政府の見解とも違う、まだ事故の検証も終了していない中、再稼働を行おうとする関西電力の態度は絶対に認められないと思います。
知事は国、関西電力に再稼働の中止を求めるべきと考えますが、いかがですか。         
【知事】今後のエネルギー政策については、「省エネ」「新エネ」「創エネ」これが中心になって進めていかなければならない。問題はそれをどういうプロセスでやっていくのかということが一番、私たち責任をもって府民の安心安全、生活に責任を持っている立場から問われていると思います。
大飯発電所の再稼働については、関西電力から10月28日に現在定期検査中の大飯発電所3号機が、昨日は4号機のストレステスト結果が国に報告されました。私どもの中では、これは福井県が安全協定で、その可動についてのある意味では決定権をもっているわけですが、この中で、福井県は再稼働の条件として、安全基準の見直しなど4項目を国に要請しておりまして、再稼働を認めるにはストレステストの安全評価だけでは不十分という姿勢でありますが、私もこの福井県知事の姿勢に賛同するものであります。
【迫】14日に開かれた原子力安全・保安院専門家会議では、ストレステスト報告書審査では、「不備があった安全審査を見直さないままテストを安全判断に使うのは理解できない」などテストの在り方をめぐり批判が相次ぎました。
知事は、京都は「原発立地県」と同じだとこれまで繰り返されて発言されています。これは、府民の命を守るために原発の稼働の是非にも発言する責任があるということだと思います。その立場からすれば、当然知事は反対を明確にすべきではないかということであります。
ひとたび重大事故が発生していけば、放射性物質が外部に放出される。それを抑える手段は本当に存在しない、被害は空間的にどこまでも広がる危険があります。時間的にも将来にわたって危害をおよぼす危険があり、地域社会の存続さえも危くする。原発の「異質の危険」は技術の未完成に起因し、発電の過程で「死の灰」を生み出す。「死の灰」は閉じ込めておく保障を持っていません。そういう原発が福井県の活断層の上にある。停止中の原発の再稼働は中止と国、関電に求めるべきです。

地域防災計画の見直し問題

【迫】次に地域防災計画の見直し問題です。
府は6月に独自にEPZを20㎞圏内とする「暫定計画」を策定しましたが、10月に国の原子力委員会事務局は、30㎞圏内にする見直し案を示しています。ところが、府は「引き続き暫定計画の20㎞圏内で対策を行なう」と表明されていました。該当する市町村に混乱と負担を招いています。本日の答弁でも国の見直しにともない見直しを行っていくと表明されていますが、しかし問題は、同心円状の範囲を設定し、対策をその範疇にとどめてはならないということです。
福島第一原発事故での放射能の広がりは原発から30㎞圏内の同心円内だけでなく、それ以外の地域にも広がっています。
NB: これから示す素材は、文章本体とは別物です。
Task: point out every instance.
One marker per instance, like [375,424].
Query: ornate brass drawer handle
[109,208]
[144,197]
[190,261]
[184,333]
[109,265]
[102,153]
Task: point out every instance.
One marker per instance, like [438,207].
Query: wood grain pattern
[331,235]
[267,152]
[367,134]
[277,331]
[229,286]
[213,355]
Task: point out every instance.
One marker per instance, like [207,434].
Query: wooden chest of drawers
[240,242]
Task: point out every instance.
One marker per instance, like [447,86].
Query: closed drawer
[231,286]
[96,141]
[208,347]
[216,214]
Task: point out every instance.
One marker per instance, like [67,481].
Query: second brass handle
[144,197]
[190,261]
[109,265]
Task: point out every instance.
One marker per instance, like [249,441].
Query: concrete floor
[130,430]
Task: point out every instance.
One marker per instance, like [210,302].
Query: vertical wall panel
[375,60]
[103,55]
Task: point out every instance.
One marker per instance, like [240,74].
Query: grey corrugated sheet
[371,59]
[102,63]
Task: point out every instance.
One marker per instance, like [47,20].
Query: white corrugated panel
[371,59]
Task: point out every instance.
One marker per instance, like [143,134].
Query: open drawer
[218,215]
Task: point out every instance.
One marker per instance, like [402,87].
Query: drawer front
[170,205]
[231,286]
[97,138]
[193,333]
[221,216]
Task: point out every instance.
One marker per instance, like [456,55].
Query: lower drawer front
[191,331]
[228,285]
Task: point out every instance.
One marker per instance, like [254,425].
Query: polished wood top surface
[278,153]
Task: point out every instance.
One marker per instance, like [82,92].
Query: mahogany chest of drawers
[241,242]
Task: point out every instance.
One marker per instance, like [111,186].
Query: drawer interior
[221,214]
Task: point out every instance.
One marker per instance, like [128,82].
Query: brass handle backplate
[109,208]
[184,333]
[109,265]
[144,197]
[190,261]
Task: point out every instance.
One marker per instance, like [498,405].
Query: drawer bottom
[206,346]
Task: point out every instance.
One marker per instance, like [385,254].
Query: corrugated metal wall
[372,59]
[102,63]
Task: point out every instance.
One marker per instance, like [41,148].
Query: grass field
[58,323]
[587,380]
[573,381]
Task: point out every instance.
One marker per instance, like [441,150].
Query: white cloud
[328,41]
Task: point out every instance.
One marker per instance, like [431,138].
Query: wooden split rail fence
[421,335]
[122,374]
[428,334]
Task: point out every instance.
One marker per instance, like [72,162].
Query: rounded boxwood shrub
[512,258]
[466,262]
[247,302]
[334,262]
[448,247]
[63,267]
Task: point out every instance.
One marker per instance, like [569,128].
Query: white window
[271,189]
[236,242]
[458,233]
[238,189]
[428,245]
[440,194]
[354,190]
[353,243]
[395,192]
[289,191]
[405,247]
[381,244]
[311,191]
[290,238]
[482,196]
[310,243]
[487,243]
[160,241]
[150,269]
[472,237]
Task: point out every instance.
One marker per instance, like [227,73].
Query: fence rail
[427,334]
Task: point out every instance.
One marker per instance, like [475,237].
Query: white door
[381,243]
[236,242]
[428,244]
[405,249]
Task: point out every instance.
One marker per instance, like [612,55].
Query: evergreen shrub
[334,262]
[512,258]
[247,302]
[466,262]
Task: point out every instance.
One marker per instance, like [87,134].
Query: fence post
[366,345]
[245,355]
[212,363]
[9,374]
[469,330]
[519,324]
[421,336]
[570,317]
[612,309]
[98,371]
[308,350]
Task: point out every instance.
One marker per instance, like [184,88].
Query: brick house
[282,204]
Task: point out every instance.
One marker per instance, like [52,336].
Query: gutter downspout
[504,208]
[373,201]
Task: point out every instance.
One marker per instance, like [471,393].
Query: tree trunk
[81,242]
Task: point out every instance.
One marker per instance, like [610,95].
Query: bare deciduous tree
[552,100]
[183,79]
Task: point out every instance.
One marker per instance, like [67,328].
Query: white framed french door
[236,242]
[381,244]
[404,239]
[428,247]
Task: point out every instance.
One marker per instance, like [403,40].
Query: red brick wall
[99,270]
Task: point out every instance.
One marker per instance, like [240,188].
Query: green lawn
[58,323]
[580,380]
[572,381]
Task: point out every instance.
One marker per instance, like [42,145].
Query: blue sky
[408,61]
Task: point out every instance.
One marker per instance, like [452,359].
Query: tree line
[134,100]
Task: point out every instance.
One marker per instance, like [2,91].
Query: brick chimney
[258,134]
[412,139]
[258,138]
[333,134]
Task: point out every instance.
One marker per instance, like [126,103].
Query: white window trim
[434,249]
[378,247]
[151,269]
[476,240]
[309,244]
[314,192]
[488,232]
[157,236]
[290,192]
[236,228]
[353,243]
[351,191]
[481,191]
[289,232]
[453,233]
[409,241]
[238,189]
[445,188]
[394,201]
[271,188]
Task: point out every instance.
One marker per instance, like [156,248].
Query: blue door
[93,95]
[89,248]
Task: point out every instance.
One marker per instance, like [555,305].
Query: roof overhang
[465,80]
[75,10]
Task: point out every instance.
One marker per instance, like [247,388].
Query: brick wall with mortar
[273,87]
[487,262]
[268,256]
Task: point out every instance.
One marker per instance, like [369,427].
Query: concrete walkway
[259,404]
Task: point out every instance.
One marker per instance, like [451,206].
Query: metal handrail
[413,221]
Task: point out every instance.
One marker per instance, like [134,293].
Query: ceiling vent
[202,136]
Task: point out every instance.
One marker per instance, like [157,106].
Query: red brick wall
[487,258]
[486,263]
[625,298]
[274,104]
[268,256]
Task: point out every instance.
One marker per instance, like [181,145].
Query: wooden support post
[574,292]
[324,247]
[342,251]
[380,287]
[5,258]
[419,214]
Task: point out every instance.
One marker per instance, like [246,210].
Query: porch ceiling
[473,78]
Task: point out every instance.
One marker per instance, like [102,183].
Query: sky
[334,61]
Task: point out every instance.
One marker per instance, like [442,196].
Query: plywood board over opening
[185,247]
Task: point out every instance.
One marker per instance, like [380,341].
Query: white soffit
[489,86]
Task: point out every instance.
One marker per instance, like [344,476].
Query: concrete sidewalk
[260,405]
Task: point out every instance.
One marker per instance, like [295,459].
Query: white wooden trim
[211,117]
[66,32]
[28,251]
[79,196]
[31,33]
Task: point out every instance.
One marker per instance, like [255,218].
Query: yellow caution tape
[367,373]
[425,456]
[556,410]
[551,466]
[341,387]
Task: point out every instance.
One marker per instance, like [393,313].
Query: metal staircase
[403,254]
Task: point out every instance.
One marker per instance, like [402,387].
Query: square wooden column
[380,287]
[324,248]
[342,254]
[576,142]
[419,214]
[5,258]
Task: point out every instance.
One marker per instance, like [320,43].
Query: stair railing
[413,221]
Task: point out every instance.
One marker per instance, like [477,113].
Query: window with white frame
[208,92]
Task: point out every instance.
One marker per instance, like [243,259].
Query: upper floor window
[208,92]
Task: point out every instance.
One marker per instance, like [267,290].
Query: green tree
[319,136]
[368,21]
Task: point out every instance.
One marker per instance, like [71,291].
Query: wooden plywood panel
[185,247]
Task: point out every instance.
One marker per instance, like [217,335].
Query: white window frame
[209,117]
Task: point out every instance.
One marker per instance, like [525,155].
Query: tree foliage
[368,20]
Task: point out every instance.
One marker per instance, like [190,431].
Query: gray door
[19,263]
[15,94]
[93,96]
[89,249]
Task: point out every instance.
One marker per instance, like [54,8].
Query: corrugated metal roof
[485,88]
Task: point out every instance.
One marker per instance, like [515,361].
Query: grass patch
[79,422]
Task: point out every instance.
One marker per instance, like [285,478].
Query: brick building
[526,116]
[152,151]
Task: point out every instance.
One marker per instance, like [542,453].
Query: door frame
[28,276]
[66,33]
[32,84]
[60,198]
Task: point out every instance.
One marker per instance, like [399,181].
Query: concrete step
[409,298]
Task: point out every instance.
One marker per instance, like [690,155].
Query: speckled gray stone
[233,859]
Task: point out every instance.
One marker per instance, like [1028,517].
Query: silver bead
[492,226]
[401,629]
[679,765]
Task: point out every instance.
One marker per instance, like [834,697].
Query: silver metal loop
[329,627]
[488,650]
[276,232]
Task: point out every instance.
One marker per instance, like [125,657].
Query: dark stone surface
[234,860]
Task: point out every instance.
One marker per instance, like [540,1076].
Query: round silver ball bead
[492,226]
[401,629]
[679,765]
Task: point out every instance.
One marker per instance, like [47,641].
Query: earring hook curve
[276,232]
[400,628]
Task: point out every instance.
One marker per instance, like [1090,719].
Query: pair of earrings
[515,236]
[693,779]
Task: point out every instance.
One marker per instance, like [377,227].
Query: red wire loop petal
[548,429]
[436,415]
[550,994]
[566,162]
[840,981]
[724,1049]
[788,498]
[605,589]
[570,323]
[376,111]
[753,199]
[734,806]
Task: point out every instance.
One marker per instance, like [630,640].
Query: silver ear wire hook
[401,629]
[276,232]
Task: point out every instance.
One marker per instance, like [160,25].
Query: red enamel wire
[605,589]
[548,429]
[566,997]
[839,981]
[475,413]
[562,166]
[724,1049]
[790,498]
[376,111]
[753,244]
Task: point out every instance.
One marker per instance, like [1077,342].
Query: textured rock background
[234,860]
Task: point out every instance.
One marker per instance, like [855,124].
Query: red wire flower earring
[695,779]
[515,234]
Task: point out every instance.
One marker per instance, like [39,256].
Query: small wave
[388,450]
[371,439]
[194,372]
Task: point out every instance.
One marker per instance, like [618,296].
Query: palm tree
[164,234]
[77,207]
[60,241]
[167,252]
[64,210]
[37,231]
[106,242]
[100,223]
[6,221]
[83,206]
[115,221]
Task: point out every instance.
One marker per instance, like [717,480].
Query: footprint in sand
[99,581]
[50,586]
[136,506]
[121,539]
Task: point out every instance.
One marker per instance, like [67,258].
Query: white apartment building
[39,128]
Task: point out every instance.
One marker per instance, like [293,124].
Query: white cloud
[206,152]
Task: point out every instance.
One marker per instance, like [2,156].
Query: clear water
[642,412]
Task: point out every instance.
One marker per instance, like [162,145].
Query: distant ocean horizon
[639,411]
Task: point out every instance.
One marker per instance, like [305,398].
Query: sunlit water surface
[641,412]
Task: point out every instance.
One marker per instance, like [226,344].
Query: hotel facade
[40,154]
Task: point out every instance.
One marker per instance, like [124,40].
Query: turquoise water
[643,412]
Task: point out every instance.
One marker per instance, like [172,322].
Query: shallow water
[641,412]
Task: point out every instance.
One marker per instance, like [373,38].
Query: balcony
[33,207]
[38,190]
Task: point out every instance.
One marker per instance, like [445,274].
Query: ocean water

福島県飯館村は、原発から30㎞以上離れていましたが、高濃度の放射性物質が水道水や土壌から次々に検出され、全村避難区域に指定され、多くの人々が先祖代々の住みなれた土地を離れ生活をしなければならない。また、60㎞離れた福島市でも土壌の放射汚染レベルは、チェルノブイリ事故後に強制避難区域に相当する地点もあり、「わが子を放射能から守りたい」と自主避難されている方も多くおられます。ホットスポットは250㎞離れている東京都や千葉県などでも土壌の放射能汚染が検出され対策が急がれていると思います。
このモ二タリングポストや医療体制など、府域全体を対象にした対応を取るべきではないかと思いますが、いかがですか。  
【知事】原子力防災から地域防災計画の見直しについてでありますが、先程、荒巻議員、田淵副委員長にお答えした通り、5月に原子力発電所防災対策の暫定計画を策定しまして、府域全域を対象にモニタリング体制、初期被爆体制などの整備拡充を進めているとお答えしたとおりであります。
また、住民の避難についてもEPZの圏内に限定せず、環境放射線のモニタリングやスピーディの予測をもとに柔軟に対応していかなければならないということを先程も申しあげたとおりでありまして、今回の場合には30㎞だからどうのこうのということではなくて、ただ一つの目安はつくっていって、どうやって応用のきく形の計画をつくっていくかが問われていくのだということで、おりますので、そういう範囲から我々は暫定的にはまず20㎞にいきましたし、国の方は30㎞に明確になってきましたので、それに合していくということであります。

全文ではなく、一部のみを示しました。